LE SINAÏ NOUS ENSEIGNE EXACTEMENT L’INVERSE.
Voir les voix.
Voir ce qui est invisible.
Voir au-delà des apparences.
Voir la lumière cachée derrière les événements.
Peut-être est-ce aujourd’hui la véritable mission d’Israël.
Non pas imposer une vérité au monde,mais rappeler
qu’il existe encore une différence entre la lumière et les ténèbres,
entre la justice et la vengeance,
entre la dignité humaine et sa négation.
Le Zohar n’annonce jamais la disparition des ténèbres.
Il annonce seulement qu’elles ne peuvent jamais vaincre définitivement la lumière.
…Car la lumière n’est pas une puissance parmi d’autres. Elle est l’origine même de toutes les couleurs.
Le Zohar enseigne que lorsque les couleurs cessent d’être discernables, le monde approche d’une zone de grand trouble.
Ce n’est pas seulement la violence qui inquiète ;
C’est l’incapacité des hommes à reconnaître la violence lorsqu’elle se présente sous les habits de la vertu.
Les maîtres parlent alors d’un voile qui descend sur les consciences.
Les faits demeurent les mêmes, mais leur lecture s’inverse.
Cette idée résonne avec une intensité particulière dans notre époque.
Jamais les nations n’ont autant proclamé leur attachement aux droits de l’homme, à la justice et à la paix.
Pourtant, jamais peut-être le langage diplomatique n’a paru aussi incapable de saisir la complexité du réel.
Les mêmes principes sont parfois appliqués avec rigueur à certains peuples et beaucoup plus souplement à d’autres.
Les mêmes événements donnent lieu à des lectures radicalement opposées selon l’identité de ceux qui les vivent.
Ce n’est pas ici la diversité des opinions qui interroge ; elle est naturelle dans toute démocratie. Ce qui interroge est la difficulté croissante à conserver une même mesure morale...
Le désordre commence lorsque la forme se détache de son essence.
Les apparences finissent alors par gouverner la pensée.
L’émotion précède le jugement.
L’image remplace l’intelligence.
Ce que l’on montre devient plus important que ce qui est.
Le Zohar décrivait déjà ce phénomène sous une autre forme.
Lorsque le feu noir masque le feu blanc, la lumière ne disparaît pas ;
elle devient simplement plus difficile à discerner.

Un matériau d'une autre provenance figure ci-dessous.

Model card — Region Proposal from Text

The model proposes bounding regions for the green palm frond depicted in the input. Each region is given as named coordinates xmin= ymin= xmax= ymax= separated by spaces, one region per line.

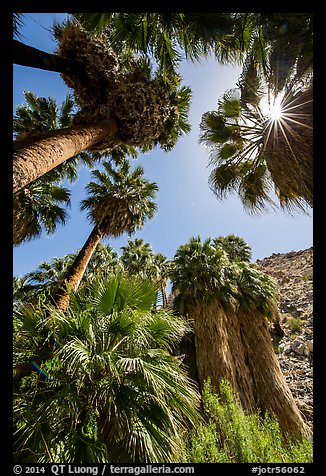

Ainsi en va-t-il parfois des nations.
Elles continuent de parler de justice, mais cette justice perd son équilibre
Lorsqu’elle n’est plus éclairée par le blanc du ‘Hessed
et tempérée par le vert de Tiféret.
La rigueur cesse alors d’être une vertu pour devenir une sévérité sélective.
Israël occupe une place singulière dans cette tension.
Depuis sa renaissance, il ne cesse d’être observé, jugé, discuté, contesté.
Aucun autre État ne concentre avec une telle intensité les passions diplomatiques, médiatiques, religieuses et philosophiques.
On peut naturellement débattre de chacune de ses décisions politiques ; c’est même la marque des sociétés libres.
Mais la question que pose le Zohar est d’un autre ordre :
Pourquoi l’existence même d’Israël devient-elle, si souvent, le lieu où les catégories morales semblent se brouiller ?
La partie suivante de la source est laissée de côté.